At first explanation like this, Bojack Horseman sounds a bit inane at best, but in reality, this offbeat Netflix original is one of the funniest comedies I’ve enjoyed in the past couple years.

Bojack Horseman, the show’s protagonist, is a washed-up actor who used to be the star of a popular 90’s sitcom but has done little with his life since. He’s a bit stupid, definitely an alcoholic, and in general, a barely-likeable asshole looking for love and acceptance from a cast of supporting misfits who are nearly as poorly-adjusted as he is.

Bojack’s friends and enemies are all caricatures to an extent, but with their own goals, perspectives, and contradictory personality traits.
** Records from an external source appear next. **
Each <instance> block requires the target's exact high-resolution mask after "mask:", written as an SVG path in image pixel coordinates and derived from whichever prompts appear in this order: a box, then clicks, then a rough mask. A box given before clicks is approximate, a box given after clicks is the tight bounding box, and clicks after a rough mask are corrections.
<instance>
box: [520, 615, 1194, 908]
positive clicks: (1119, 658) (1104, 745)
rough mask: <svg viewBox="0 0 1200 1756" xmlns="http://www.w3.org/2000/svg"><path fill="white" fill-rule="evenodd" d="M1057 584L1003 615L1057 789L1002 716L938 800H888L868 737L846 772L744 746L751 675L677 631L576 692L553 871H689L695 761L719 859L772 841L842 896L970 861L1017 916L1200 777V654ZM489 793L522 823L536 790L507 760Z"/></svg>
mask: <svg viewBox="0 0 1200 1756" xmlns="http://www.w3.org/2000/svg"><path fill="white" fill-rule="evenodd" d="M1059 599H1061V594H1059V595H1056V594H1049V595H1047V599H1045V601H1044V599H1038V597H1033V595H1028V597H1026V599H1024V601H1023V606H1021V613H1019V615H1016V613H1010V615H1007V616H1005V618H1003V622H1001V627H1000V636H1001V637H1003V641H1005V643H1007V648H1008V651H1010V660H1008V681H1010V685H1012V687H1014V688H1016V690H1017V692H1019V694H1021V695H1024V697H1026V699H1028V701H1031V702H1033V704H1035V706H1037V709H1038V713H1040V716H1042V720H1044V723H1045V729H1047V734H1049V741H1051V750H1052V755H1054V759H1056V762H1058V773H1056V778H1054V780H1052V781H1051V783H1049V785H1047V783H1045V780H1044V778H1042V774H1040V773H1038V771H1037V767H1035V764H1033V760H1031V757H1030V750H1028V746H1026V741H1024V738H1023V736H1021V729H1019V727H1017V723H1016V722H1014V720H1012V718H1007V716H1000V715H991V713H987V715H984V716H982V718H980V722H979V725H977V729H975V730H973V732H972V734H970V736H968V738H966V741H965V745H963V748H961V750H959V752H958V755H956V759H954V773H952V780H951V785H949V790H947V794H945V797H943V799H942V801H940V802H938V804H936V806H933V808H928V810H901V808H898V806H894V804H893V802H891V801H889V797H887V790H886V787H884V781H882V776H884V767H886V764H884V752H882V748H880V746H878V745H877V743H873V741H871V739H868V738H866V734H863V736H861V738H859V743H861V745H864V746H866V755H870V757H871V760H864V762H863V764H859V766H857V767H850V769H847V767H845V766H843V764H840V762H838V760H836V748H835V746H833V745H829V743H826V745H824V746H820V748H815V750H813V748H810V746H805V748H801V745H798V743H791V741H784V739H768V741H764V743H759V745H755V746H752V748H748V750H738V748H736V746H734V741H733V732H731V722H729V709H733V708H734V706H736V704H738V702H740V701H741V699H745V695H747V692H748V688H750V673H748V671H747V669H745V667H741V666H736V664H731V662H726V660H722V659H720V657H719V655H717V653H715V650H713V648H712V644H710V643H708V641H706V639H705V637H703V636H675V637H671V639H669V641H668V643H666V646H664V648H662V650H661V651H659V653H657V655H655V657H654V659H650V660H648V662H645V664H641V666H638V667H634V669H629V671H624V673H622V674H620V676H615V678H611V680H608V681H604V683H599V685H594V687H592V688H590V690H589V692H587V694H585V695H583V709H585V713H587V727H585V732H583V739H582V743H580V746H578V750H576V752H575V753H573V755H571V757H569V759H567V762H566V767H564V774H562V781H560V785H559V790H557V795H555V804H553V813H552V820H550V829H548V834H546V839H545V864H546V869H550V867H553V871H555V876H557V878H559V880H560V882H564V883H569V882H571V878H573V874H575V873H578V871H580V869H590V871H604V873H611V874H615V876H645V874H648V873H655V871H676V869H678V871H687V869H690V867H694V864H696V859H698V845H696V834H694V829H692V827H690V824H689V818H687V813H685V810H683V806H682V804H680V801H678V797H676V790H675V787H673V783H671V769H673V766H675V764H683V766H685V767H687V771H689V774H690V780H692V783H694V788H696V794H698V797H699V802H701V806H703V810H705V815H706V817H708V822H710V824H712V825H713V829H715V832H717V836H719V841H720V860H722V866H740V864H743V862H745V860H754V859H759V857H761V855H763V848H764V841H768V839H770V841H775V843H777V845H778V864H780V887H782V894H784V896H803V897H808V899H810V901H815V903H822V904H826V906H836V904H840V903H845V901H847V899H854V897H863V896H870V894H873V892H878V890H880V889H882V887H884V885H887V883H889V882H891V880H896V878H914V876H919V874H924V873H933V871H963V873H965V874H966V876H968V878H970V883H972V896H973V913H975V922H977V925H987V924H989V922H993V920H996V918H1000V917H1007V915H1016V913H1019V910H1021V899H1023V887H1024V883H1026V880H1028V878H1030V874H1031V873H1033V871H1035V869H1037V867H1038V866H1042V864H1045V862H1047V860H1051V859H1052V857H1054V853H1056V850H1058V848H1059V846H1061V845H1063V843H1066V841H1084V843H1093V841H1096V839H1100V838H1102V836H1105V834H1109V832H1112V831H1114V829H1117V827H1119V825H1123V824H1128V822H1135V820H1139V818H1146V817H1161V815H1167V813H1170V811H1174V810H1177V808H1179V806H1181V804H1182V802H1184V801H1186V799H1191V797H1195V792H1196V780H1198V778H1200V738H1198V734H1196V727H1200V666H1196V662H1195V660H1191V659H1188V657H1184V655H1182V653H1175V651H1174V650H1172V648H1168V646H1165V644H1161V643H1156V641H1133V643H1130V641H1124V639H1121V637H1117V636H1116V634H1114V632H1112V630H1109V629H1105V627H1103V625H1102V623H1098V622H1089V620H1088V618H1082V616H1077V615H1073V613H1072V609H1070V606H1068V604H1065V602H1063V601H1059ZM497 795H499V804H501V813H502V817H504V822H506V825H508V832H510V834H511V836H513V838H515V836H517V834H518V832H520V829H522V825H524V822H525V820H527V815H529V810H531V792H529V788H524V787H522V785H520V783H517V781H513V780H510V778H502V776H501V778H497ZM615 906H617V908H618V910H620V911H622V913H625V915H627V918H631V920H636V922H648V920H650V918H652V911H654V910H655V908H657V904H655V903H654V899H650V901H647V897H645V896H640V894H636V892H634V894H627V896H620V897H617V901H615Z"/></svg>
Bojack is cynical and largely friendless, but we see that’s from a harsh childhood and a string of broken relationships. Todd is basically an idiot, but despite that, we see him as forgiving, full of ideas, and oddly loyal to people he know are taking advantage of him. Diane could pass for any misunderstood high school wallflower but tries to not become the sad-girl stereotype we except her to be.
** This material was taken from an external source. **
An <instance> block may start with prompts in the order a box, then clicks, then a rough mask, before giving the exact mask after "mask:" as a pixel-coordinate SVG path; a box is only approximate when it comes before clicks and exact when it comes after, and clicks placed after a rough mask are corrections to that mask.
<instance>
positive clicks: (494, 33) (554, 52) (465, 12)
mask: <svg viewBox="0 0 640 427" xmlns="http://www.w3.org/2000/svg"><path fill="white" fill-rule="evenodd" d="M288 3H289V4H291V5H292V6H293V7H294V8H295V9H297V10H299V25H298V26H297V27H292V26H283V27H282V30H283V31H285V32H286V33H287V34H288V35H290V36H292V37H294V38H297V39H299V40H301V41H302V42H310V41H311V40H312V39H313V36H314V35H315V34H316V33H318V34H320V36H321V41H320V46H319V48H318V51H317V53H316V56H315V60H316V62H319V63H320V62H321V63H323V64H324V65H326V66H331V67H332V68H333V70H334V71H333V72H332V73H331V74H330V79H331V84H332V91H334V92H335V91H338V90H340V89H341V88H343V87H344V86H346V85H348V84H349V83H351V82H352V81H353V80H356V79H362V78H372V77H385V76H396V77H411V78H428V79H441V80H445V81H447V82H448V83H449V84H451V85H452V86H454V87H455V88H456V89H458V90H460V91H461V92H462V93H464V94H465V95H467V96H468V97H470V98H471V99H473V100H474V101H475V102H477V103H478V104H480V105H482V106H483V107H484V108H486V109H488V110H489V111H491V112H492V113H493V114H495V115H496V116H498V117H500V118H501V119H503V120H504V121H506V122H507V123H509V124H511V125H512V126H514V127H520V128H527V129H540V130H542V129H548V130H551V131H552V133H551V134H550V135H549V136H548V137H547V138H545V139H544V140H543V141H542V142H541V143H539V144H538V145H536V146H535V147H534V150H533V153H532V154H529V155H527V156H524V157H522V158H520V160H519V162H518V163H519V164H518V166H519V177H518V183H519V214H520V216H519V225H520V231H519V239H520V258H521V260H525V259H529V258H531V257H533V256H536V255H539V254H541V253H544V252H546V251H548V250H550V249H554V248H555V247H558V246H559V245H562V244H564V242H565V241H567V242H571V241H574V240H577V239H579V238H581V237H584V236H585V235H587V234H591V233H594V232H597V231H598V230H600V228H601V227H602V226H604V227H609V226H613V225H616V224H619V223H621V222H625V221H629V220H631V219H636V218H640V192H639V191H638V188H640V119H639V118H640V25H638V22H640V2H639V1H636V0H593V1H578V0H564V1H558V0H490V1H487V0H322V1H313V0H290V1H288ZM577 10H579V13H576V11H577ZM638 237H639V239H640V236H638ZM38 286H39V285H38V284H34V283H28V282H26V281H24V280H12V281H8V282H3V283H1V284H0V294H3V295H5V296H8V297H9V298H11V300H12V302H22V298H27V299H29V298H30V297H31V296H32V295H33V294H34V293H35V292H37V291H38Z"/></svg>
While the show somewhat follows a sitcom format, the narrative progresses and the characters develop throughout the season, even as most episodes end with a return to the status quo. The humor is increasingly dark throughout as the plot progresses, dealing with death, failure, disappointment and the apparent meaninglessness of many of the characters’ pursuits. Nevertheless, the show also features a slew of great puns, visual gags and character-driven conflict.

The final shining point of the show it its satire of current events and figures. Bojack’s former co-star follows a Miley-Cyrus-esque career trajectory. Bojack gets into a conflict with a Navy Seal and is tarred and feathered on TV for his assholeish but surprisingly nuanced take on the troops and modern American warfare. Reality TV, entertainment culture, the media and a variety of other topics are all up for mocking. The comedy manages to be satirical and a bit edgy without being patently offensive like many gross-out comedies, and the heart that it displays for its characters while simultaneously skewering them adds an unexpected emotional layer, particularly at the end of the season.

With a cast of voice actors including Will Arnett, Aaron Paul, Allison Brie and guest stars like Stephen Colbert, Bojack Horseman is eccentric, quotable, gif-able, and definitely worth a watch. I’m quite sad that I’ve finished all the episodes already, but I’m looking forward to 2015, when the second season is set to begin production.